Keras Tutorial - Spoken Language Understanding

Sasank Chilamkurthy | 05 January 2017 | 13 minutes to read.

In previous tutorial, we have had a introduction to convolutional neural networks(CNNs) and keras deep learning framework. We have used them to solve a computer vision(CV) problem: traffic sign recognition. Today, we will solve a natural language processing (NLP) problem with keras.

Problem and the Dataset

Problem we are going to tackle is Natural Language Understanding. It aims to extract meanining of speech utterances. However, this is still an unsolved problem. Therefore, we break this problem into a solvable practical problem of understanding the speaker in a limited context. In particular, we want to identify the intent of a speaker asking for information about flights.

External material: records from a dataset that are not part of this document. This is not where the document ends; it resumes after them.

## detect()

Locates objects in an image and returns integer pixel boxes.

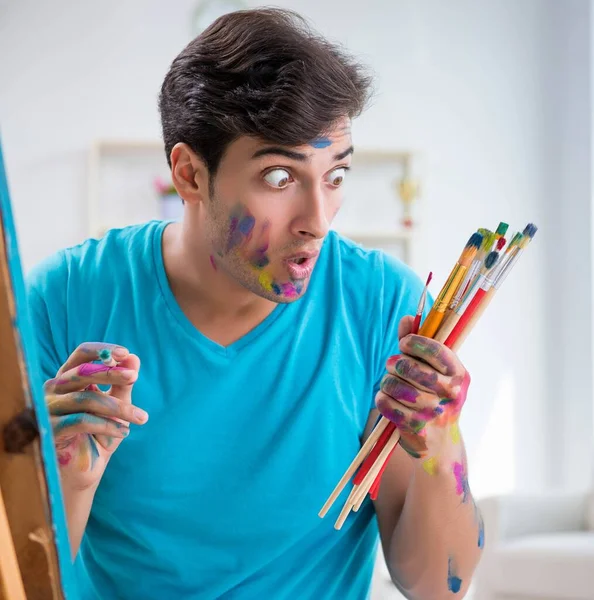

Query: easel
[0,138,76,600]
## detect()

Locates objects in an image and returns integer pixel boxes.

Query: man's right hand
[44,342,148,491]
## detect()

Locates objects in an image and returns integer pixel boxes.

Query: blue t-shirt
[29,221,423,600]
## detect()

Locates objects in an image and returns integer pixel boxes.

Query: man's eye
[328,167,348,187]
[264,169,291,190]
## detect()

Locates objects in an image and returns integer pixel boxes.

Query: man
[29,10,482,600]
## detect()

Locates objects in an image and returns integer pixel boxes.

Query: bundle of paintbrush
[319,223,537,529]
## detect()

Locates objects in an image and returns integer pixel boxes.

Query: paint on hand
[77,363,117,381]
[453,462,470,502]
[423,457,439,475]
[448,557,462,594]
[98,348,112,363]
[309,137,332,148]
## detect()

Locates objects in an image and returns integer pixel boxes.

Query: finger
[51,413,130,438]
[380,373,443,414]
[375,392,427,458]
[375,391,427,433]
[398,315,415,340]
[386,355,451,398]
[110,354,140,404]
[56,342,129,377]
[399,334,465,375]
[46,390,148,425]
[44,363,138,394]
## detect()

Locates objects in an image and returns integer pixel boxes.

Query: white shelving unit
[87,139,417,264]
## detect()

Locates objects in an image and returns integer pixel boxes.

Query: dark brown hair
[159,8,371,178]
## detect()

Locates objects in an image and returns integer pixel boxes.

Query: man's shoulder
[327,231,419,290]
[27,221,163,293]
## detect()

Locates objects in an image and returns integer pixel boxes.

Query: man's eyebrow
[252,146,355,162]
[334,146,355,160]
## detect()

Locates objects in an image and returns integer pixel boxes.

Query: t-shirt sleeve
[25,252,68,381]
[371,253,433,409]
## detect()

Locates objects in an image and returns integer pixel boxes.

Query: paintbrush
[419,233,483,338]
[434,237,505,343]
[411,272,433,334]
[320,224,537,529]
[433,229,496,342]
[445,223,538,350]
[318,272,433,518]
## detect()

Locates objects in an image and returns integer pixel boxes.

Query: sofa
[472,493,594,600]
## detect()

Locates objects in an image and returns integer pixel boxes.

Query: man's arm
[62,479,97,560]
[370,411,484,600]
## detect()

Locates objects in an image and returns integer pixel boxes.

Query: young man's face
[206,119,353,302]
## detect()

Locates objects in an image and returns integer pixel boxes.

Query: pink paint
[281,283,299,298]
[58,452,72,467]
[453,462,470,502]
[47,377,70,385]
[386,354,402,371]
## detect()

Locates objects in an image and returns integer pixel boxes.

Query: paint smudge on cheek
[250,219,270,269]
[281,281,303,298]
[226,205,256,252]
[452,462,470,502]
[448,557,462,594]
[58,452,72,467]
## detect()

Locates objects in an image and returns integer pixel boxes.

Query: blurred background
[0,0,594,600]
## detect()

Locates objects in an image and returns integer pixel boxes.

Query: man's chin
[254,278,309,304]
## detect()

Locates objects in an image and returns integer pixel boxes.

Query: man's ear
[170,143,208,204]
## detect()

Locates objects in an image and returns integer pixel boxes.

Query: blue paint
[99,348,111,362]
[448,558,462,594]
[309,138,332,148]
[0,135,79,600]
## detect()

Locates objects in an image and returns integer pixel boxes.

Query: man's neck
[162,222,277,345]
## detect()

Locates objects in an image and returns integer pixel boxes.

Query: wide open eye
[328,167,348,187]
[264,169,293,190]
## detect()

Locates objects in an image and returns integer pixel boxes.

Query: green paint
[410,419,426,433]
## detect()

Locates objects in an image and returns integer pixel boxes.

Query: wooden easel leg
[0,490,27,600]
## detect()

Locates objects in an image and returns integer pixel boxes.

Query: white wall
[0,0,592,496]
[543,0,594,488]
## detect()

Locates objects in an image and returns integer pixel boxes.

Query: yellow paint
[423,458,438,475]
[258,271,272,292]
[450,421,460,444]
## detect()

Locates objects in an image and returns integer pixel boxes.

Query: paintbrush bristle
[481,229,495,252]
[485,250,499,269]
[466,233,483,250]
[495,221,509,236]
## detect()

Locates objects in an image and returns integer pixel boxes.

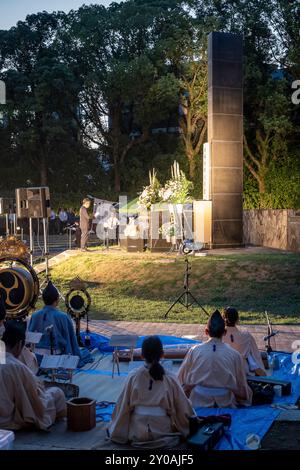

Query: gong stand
[0,253,39,320]
[65,281,91,346]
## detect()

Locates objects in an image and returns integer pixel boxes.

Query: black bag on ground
[250,383,275,406]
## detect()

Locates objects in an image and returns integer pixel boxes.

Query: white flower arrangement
[158,222,180,238]
[159,161,193,204]
[138,161,193,210]
[138,169,161,210]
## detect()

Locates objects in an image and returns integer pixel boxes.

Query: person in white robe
[108,336,195,449]
[0,322,66,430]
[178,310,252,408]
[223,307,266,376]
[0,297,39,374]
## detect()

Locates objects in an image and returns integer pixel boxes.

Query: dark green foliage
[0,0,300,208]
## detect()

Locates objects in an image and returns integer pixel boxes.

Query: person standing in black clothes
[79,199,91,251]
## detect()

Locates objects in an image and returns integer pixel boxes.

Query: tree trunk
[114,162,121,193]
[258,177,266,194]
[188,154,196,181]
[40,155,48,186]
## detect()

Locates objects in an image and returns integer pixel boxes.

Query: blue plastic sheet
[79,333,300,450]
[80,332,199,353]
[196,353,300,450]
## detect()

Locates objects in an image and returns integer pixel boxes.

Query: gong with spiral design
[0,256,39,319]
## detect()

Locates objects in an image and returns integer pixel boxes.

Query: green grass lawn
[42,250,300,323]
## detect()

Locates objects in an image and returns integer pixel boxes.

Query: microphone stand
[264,311,279,354]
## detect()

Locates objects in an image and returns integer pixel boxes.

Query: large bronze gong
[0,257,39,319]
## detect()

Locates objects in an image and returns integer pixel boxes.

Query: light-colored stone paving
[90,320,300,352]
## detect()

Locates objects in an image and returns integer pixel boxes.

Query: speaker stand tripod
[165,258,209,318]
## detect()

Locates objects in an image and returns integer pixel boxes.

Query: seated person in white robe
[0,322,66,430]
[178,310,252,408]
[223,307,266,376]
[0,297,39,374]
[0,295,6,339]
[108,336,195,449]
[28,281,81,357]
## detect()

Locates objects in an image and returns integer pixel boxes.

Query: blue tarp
[80,332,199,353]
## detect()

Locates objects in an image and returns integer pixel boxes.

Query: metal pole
[43,217,49,279]
[29,217,34,266]
[5,214,9,237]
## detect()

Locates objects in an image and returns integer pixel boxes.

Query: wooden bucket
[67,397,96,432]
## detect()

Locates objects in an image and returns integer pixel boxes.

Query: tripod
[165,258,209,318]
[264,312,279,354]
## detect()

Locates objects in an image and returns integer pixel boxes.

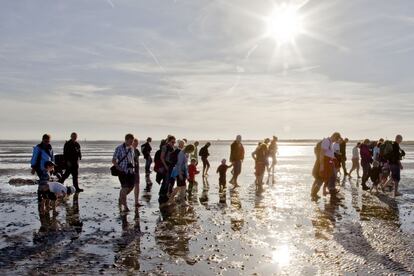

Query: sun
[266,4,303,44]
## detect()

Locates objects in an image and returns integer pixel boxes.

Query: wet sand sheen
[0,142,414,275]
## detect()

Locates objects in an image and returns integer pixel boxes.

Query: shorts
[256,162,266,176]
[201,157,210,167]
[118,173,135,189]
[177,177,186,187]
[390,164,401,182]
[233,160,241,176]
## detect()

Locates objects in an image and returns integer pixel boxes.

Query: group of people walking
[31,132,405,216]
[112,134,244,211]
[311,132,405,198]
[31,132,83,211]
[252,136,278,185]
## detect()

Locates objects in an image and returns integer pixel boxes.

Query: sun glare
[267,4,303,44]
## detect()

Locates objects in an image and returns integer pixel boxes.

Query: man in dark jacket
[230,135,244,187]
[141,137,152,176]
[339,138,349,175]
[389,135,405,196]
[61,132,83,193]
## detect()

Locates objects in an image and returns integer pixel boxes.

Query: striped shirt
[113,143,135,174]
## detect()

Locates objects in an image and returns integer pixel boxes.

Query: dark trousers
[62,164,79,190]
[145,156,152,174]
[341,158,348,175]
[158,168,172,203]
[361,162,371,186]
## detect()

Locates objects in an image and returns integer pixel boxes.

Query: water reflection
[155,206,197,264]
[230,188,244,231]
[114,209,142,271]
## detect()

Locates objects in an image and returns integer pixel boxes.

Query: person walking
[158,135,176,204]
[132,138,148,208]
[198,142,211,176]
[269,136,278,174]
[348,142,361,178]
[60,132,83,193]
[320,132,341,195]
[339,138,349,176]
[360,139,372,191]
[389,134,405,197]
[229,135,244,187]
[112,133,135,212]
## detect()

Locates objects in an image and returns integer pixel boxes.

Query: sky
[0,0,414,140]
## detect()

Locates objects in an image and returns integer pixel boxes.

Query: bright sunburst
[266,3,303,44]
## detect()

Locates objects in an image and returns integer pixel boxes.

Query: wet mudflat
[0,142,414,275]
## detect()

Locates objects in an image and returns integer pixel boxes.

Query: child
[46,182,76,212]
[217,159,233,193]
[370,161,381,192]
[187,158,200,198]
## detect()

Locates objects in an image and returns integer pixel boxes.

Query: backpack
[198,147,207,157]
[380,140,394,160]
[169,149,181,167]
[313,140,322,158]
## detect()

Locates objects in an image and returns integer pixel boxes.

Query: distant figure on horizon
[141,137,152,176]
[269,136,278,174]
[389,134,405,197]
[229,135,244,187]
[348,142,361,178]
[158,135,176,204]
[252,143,268,187]
[217,159,233,193]
[187,157,200,198]
[112,134,135,212]
[359,139,372,191]
[198,142,211,176]
[61,132,83,193]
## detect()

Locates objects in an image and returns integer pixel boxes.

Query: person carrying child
[187,158,200,198]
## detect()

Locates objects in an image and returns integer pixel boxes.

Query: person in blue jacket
[31,134,55,182]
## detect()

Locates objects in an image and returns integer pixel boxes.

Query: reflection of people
[155,206,197,264]
[198,142,211,176]
[230,135,244,187]
[230,189,244,231]
[199,177,210,204]
[115,209,142,271]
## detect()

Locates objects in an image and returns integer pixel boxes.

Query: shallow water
[0,142,414,275]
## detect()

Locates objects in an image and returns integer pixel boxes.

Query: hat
[66,186,76,195]
[45,161,56,167]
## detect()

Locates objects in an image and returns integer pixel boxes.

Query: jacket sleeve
[30,147,40,168]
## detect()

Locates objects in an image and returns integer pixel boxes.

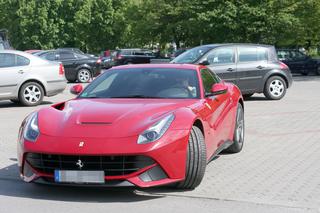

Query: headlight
[138,114,174,144]
[23,112,40,142]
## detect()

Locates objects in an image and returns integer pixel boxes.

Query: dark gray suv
[171,44,292,100]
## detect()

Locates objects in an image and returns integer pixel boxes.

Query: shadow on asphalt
[0,101,53,108]
[0,163,164,203]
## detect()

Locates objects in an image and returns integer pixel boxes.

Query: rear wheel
[176,126,207,189]
[19,82,44,106]
[264,76,287,100]
[242,93,254,98]
[225,103,244,153]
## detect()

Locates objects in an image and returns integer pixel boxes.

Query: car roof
[198,43,273,48]
[112,64,203,70]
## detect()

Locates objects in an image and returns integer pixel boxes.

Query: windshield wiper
[110,95,162,98]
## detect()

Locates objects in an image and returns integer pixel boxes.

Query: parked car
[277,49,320,75]
[112,49,155,66]
[34,50,101,83]
[0,29,12,50]
[17,64,244,189]
[0,50,67,106]
[171,44,292,100]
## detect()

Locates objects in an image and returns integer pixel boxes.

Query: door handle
[257,65,264,70]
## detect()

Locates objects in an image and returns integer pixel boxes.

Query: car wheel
[264,76,287,100]
[242,93,254,98]
[225,103,244,153]
[10,99,20,104]
[176,126,207,189]
[77,69,91,83]
[19,82,44,106]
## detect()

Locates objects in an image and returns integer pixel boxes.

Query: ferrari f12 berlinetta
[18,64,244,189]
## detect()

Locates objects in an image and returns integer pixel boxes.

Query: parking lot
[0,76,320,213]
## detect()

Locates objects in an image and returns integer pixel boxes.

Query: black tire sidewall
[19,82,44,106]
[77,68,92,83]
[264,76,287,100]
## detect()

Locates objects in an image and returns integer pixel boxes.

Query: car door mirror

Dataset we are going to use is Airline Travel Information System (ATIS). This dataset was collected by DARPA in the early 90s. ATIS consists of spoken queries on flight related information. An example utterance is I want to go from Boston to Atlanta on Monday. Understanding this is then reduced to identifying arguments like Destination and Departure Day. This task is called slot-filling.

Here is an example sentence and its labels You will observe that labels are encoded in Inside Outside Beginning (IOB) representation. from the dataset:

Words	Show	flights	from	Boston	to	New	York	today
Labels	O	O	O	B-dept	O	B-arr	I-arr	B-date

The ATIS official split contains 4,978/893 sentences for a total of 56,590/9,198 words (average sentence length is 15) in the train/test set. The number of classes (different slots) is 128 including the O label (NULL). Unseen words in the test set are encoded by <UNK> token and each digit is replaced with string DIGIT, i.e 20 is converted to DIGITDIGIT.

Our approach to the problem is to use

Word embeddings
Recurrent Neural Networks

I’ll talk about these briefly in the following sections.

Word Embeddings

Word embeddings maps words to a vector in a high-dimensional space. If learnt the right way, these word embeddings can learn semantic and syntactic information of the words i.e, similar words are close to each other in this space and dissimilar words far apart.

These can be learnt either using large amount of text like Wikipedia or specifically for a given problem. We will take the second approach for this problem.

As an illustation, I have shown here the nearest neighbors in the word embedding space for some of the words . This embedding space was learnt by the model we define later in the post.

sunday	delta	california	boston	august	time	car
wednesday	continental	colorado	nashville	september	schedule	rental
saturday	united	florida	toronto	july	times	limousine
friday	american	ohio	chicago	june	schedules	rentals
monday	eastern	georgia	phoenix	december	dinnertime	cars
tuesday	northwest	pennsylvania	cleveland	november	ord	taxi
thursday	us	north	atlanta	april	f28	train
wednesdays	nationair	tennessee	milwaukee	october	limo	limo
saturdays	lufthansa	minnesota	columbus	january	departure	ap
sundays	midwest	michigan	minneapolis	may	sfo	later

Recurrent Neural Networks

Convolutional layers can be a great way to pool local information, but they do not really capture the sequentiality of the data. Recurrent Neural Networks (RNNs) help us tackle sequential information like natural language.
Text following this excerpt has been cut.